Critical Variable State-Aware Directed Greybox Fuzzing

Directed fuzzing is an effective software testing method that guides the fuzzing campaign towards user-defined target sites of interest, enabling the discovery of vulnerabilities relevant to those sites. However, even though the generated test cases cover the code near the target sites, complex vulnerabilities remain untriggered.
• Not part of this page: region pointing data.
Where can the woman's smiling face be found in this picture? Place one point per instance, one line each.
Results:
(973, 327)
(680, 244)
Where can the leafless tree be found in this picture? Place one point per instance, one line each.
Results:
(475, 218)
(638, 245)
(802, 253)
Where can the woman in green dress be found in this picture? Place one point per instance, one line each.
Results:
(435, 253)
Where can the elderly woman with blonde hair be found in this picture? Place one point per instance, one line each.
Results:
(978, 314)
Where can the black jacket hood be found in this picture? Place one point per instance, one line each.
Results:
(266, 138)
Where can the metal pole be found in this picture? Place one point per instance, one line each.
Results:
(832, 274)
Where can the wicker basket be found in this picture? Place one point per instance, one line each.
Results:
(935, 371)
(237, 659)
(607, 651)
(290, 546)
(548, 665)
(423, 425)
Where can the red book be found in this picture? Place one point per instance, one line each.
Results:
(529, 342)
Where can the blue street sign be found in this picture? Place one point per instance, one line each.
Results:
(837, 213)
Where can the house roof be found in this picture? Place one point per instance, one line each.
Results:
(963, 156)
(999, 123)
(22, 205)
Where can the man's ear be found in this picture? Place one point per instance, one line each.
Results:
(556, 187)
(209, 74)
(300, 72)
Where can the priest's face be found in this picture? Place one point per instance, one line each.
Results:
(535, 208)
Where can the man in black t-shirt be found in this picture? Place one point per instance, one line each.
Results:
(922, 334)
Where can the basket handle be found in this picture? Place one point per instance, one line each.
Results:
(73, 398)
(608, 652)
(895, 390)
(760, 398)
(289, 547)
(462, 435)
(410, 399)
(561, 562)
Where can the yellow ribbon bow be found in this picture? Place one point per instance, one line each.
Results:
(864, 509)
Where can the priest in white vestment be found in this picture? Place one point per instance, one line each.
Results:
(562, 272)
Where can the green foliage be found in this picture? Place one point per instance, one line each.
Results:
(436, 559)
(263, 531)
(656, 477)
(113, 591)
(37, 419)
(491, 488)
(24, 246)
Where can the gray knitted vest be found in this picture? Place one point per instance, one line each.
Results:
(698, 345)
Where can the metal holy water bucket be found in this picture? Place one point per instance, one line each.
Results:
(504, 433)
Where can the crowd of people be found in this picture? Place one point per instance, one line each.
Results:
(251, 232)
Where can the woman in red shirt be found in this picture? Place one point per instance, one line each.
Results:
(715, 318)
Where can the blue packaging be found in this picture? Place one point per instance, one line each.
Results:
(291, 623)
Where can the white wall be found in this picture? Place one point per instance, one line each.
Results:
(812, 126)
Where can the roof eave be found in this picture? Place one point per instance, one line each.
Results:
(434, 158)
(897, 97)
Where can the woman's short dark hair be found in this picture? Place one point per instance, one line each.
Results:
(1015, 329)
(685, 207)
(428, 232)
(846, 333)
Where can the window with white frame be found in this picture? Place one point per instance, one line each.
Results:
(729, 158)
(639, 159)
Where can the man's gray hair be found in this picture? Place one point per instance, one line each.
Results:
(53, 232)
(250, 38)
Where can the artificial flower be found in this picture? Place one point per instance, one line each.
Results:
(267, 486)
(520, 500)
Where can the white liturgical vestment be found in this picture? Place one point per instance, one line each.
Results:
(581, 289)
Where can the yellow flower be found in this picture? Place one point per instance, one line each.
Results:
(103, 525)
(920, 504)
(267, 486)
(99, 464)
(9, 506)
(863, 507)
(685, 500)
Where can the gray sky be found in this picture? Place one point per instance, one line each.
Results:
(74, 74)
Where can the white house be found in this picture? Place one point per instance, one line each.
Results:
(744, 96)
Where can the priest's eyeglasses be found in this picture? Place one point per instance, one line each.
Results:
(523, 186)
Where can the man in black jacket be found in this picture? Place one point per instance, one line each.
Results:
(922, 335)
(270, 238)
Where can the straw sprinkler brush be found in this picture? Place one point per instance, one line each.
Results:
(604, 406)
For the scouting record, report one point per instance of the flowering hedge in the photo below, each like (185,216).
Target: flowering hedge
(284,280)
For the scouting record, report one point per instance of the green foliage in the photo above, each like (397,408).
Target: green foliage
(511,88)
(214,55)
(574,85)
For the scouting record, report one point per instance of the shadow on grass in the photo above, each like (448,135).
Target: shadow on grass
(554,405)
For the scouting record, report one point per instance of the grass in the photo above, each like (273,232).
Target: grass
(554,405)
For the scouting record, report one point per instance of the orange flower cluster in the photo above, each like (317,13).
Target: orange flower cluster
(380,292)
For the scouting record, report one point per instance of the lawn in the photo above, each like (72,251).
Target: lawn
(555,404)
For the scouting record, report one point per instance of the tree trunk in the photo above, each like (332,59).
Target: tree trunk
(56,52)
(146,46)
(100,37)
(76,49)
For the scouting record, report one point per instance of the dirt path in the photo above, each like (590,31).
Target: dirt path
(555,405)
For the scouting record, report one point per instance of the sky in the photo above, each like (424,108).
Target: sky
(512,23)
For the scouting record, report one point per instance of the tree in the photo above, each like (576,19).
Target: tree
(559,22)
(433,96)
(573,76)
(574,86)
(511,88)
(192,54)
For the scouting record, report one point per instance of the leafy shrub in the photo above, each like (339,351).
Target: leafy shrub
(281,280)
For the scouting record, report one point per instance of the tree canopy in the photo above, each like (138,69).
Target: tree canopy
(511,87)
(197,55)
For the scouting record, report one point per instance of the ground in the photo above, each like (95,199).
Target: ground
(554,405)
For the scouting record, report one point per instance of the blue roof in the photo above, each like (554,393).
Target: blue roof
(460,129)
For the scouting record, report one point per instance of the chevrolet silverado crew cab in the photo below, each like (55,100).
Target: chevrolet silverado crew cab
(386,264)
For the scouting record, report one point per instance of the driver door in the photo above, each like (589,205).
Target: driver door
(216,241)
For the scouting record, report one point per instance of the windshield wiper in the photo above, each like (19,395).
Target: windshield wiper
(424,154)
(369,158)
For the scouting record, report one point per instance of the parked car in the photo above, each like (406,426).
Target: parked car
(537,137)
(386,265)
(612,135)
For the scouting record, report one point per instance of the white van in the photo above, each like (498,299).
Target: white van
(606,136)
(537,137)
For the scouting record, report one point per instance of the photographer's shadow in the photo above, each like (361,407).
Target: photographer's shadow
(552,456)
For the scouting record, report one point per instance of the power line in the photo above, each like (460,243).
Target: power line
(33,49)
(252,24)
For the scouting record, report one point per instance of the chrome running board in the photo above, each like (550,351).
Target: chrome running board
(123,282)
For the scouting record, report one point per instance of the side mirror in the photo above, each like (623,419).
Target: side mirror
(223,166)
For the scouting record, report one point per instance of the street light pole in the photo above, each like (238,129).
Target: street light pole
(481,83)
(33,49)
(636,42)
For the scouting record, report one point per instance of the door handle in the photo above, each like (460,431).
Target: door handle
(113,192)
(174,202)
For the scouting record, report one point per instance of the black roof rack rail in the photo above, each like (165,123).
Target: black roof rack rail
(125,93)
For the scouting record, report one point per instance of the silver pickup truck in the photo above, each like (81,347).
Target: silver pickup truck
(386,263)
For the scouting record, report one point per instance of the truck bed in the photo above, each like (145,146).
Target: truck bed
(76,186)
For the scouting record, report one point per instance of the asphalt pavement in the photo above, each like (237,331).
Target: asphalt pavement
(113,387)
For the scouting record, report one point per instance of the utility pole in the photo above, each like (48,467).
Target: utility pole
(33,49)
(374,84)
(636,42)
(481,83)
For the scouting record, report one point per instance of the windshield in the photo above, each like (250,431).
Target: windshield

By focusing only on test cases that cover new edges, the program states related to the targets are overlooked, resulting in insufficient testing of the targets and failure to capture complex vulnerabilities. In this paper, we propose a novel directed fuzzing solution named CSFuzz, which considers program states associated with the targets. First, CSFuzz extracts critical variables related to the target sites from the program using static analysis. Then, CSFuzz monitors the runtime values of these critical variables and infers the program states associated with the targets by adaptively partitioning the range of variable values. This allows CSFuzz to store interesting seeds in the state corpus that trigger new states near the target sites. Lastly, CSFuzz employs dynamic scheduling techniques to guide the fuzzing campaign in selecting different corpora and prioritizing seeds. This ensures more adequate testing of the target sites. We have implemented a prototype of CSFuzz and evaluated it on 2 benchmarks and widely fuzzed real-world software. Evaluation results show that CSFuzz outperforms state-of-the-art fuzzers in terms of vulnerability detection capability, achieving a maximum speedup of 219%. Moreover, CSFuzz has discovered 4 new bugs, including 2 CVE IDs assigned.